Counterbalancing this is the fact that default notices rose almost 20% in February and roughly 11% of all California homeowners with mortgages are 90 days or more delinquent on their payments. With an “official” unemployment rate standing at around 12.5% for the state, we’ve still got a rough road ahead. The market and consumer confidence are improving, but we have not yet shed the remnants of the enormous financial fire pit from which we are slowly climbing out.
More thoughts on trends/issues to contemplate over the coming months:
- An increasing number of “down-sizers” who will be selling their larger Lamorinda real estate holdings and buying smaller single level homes within Lamorinda, but also taking advantage better value propositions in areas such as Alamo, Walnut Creek and Pleasant Hill.
- As reported in the Wall St.

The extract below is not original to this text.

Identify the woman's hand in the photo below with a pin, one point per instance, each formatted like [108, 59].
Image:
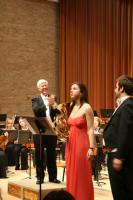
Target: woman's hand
[90, 154]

Journal, “The Fed confirmed that it’s ending its $1.25 trillion purchases of agency mortgage-backed securities, which enabled Fannie Mae and Freddie Mac to help keep mortgage rates low by buying mortgages.” This means that there will be increasing upward pressure on interest rates… not substantial by historical comparison, but nevertheless significant enough to potentially impact demand and prices.
- At the upper end of the market, we are observing and hearing from other agents about Lamorinda real estate owners who are not yet delinquent on their mortgage payments, but their combined first and second deeds of trust exceed the market value of their property. The new loan modification programs being introduced will hopefully help these people stay in their homes long enough to make the necessary adjustments to their personal finances. Absent modifications helping them, these properties could find their way to short-sale or foreclosure. This is something to watch closely as the 2010 market unfolds.
- This will be the “year of the move-up buyer”. With the greatest pressure found on higher priced homes, significant demand for lower priced homes, and historically low interest rates, most won’t find a better time to make the move up.
- It may also be the best time to make the move out of Lamorinda real estate. For empty-nesters considering retirement in out-of-state communities, California foothill communities, or other California secondary markets, the timing may never be better than right now. Markets in “second home” communities have been pummeled over the last couple of years, selling at incredible discounts to where they were just a short time ago. In the end analysis, its the delta between the equity netted from your present home sale and the cost of buying the replacement home that counts.